Wycombe anti-terror cash "not working"

10:56am Thursday 12th March 2009

A £284,000 Government scheme to prevent Wycombe Muslims becoming terrorists has been slammed in a think tank report backed by Wycombe MP Paul Goodman.

The national Preventing Violent Extremism scheme was failing to have an impact on the community said The Policy Exchange – and could be making matters worse.

Wycombe District Council chose anti-extremism projects and was handed £284,000 of Government cash to put them into action.

It came after terror arrests in High Wycombe in August 2006. Some of the men arrested are now on trial accused of plotting to blow up planes.

Mr Goodman said there was “no proof” the £70m national scheme was having an affect.

The think tank report says: “The problem is that PVE – however well intentioned – isn’t working.

“Not only is it failing to achieve its stated objectives, in many places it is actually making the situation worse.

“A new generation is being radicalised, sometimes with the very funds that are supposed to be countering radicalisation.”

It says the “central flaw” was the belief that moderate Muslims who took the funds could use it to reach out to those vulnerable to extremism.

And it says some of these are “stoking those grievances against British foreign policy” and “underwriting” an anti-Western view.

Councils were not well placed to choose projects to bid for funding, it adds.

It singled out a Wycombe scheme, the Muslimah project, which sought to empower Muslim women’s role in the community.

The report asks: “What if women do not want to play such a role? Can they be citizens outside their Muslim communities?

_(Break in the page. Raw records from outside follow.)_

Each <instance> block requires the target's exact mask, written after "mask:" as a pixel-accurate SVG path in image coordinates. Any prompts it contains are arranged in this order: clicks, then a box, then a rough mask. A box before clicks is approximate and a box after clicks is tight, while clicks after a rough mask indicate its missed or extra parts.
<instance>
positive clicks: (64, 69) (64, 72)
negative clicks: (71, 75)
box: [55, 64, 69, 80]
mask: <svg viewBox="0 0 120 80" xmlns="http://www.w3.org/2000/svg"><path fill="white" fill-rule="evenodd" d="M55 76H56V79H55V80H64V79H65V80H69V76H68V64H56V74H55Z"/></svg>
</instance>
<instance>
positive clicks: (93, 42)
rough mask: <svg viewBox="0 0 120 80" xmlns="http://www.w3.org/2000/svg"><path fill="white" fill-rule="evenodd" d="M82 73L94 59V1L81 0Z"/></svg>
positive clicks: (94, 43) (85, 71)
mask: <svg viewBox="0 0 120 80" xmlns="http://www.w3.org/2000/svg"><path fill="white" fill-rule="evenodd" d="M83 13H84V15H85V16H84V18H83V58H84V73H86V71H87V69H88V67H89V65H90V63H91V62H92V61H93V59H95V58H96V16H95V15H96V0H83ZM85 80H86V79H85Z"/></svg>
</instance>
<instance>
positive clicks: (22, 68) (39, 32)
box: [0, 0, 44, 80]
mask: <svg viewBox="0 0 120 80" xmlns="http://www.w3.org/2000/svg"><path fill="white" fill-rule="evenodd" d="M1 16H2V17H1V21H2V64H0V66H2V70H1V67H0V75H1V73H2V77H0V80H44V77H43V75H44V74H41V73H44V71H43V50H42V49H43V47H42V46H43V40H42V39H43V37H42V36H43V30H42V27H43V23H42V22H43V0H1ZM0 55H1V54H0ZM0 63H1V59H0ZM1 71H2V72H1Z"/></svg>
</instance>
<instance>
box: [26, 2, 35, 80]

“What is the prevent strategy doing for those who do not wish to define themselves by their faith?”

Mr Goodman said the think tank was “performing a public service by probing issues relating to extremism so rigorously”.

He said: “There’s no proof to date that the programme is working on a national scale.

“There should be an independent review, as Policy Exchange suggests, to establish if there's any real evidence that it's producing results across the country.”

He said he supported the principle of the scheme but was “deeply sceptical about focusing taxpayers’ money on any particular faith community”.

He did not comment on allegations that the cash could be making the extremism problem worse.

The scheme has previously been attacked by Wycombe Islamic Society, which was today unavailable for comment.

Spokesman Zahid Jawed last year said the fund “inadvertently implies there is a widespread problem of extremism when in fact very few people have ever been involved in such things”.

Yet Councillor Tony Green, responsible for the programme on the council, said Wycombe was a “fairly peaceful, harmonious community”.

He said: “By it’s very definition how do you know if it has ever worked? I suppose you could say it hasn’t worked if you get some incidences of violent extremism.”

Finding those who could fall prey to violent extremism was like finding a “needle in a haystack” he said and it was “too early to tell” whether it was working.

While there are “probably better ways of doing it” he said the cash-strapped council was not in the habit of refusing Government money.

The Wycombe scheme started in 2007. Wycombe projects for 2008-11 are; ]

• Wycombe Youth Action – community cohesion officer, youth forums and workshops £102,660.

• Buckinghamshire County Council – training and development for young people £43,500.

• Action 4 Youth – youth work £8,000.

• Wycombe Race Equality Council – exhibition and workshops £18,000.

• The Karima al-Marwaziyya Foundation – young Muslim women workshops £2,642.

• Jamia Rehmaina Educational Trust – Muslimah project for Muslim women £10,000.

• The Catlefield Oakridge Trust - Muslimah project for Muslim women £9,860.

• Bucks New University – identifying ways of preventing extremism among students £7,000.

• Bucks Association for the Care of Offenders – recruitment of mentors to help offenders settle in the community £3,000.

UPDATE: Wycombe District Council provided an incorrect figure for the Bucks Association for the Care of Offenders. The group was awarded £3,000 and not £33,000. This has amended the overall figure.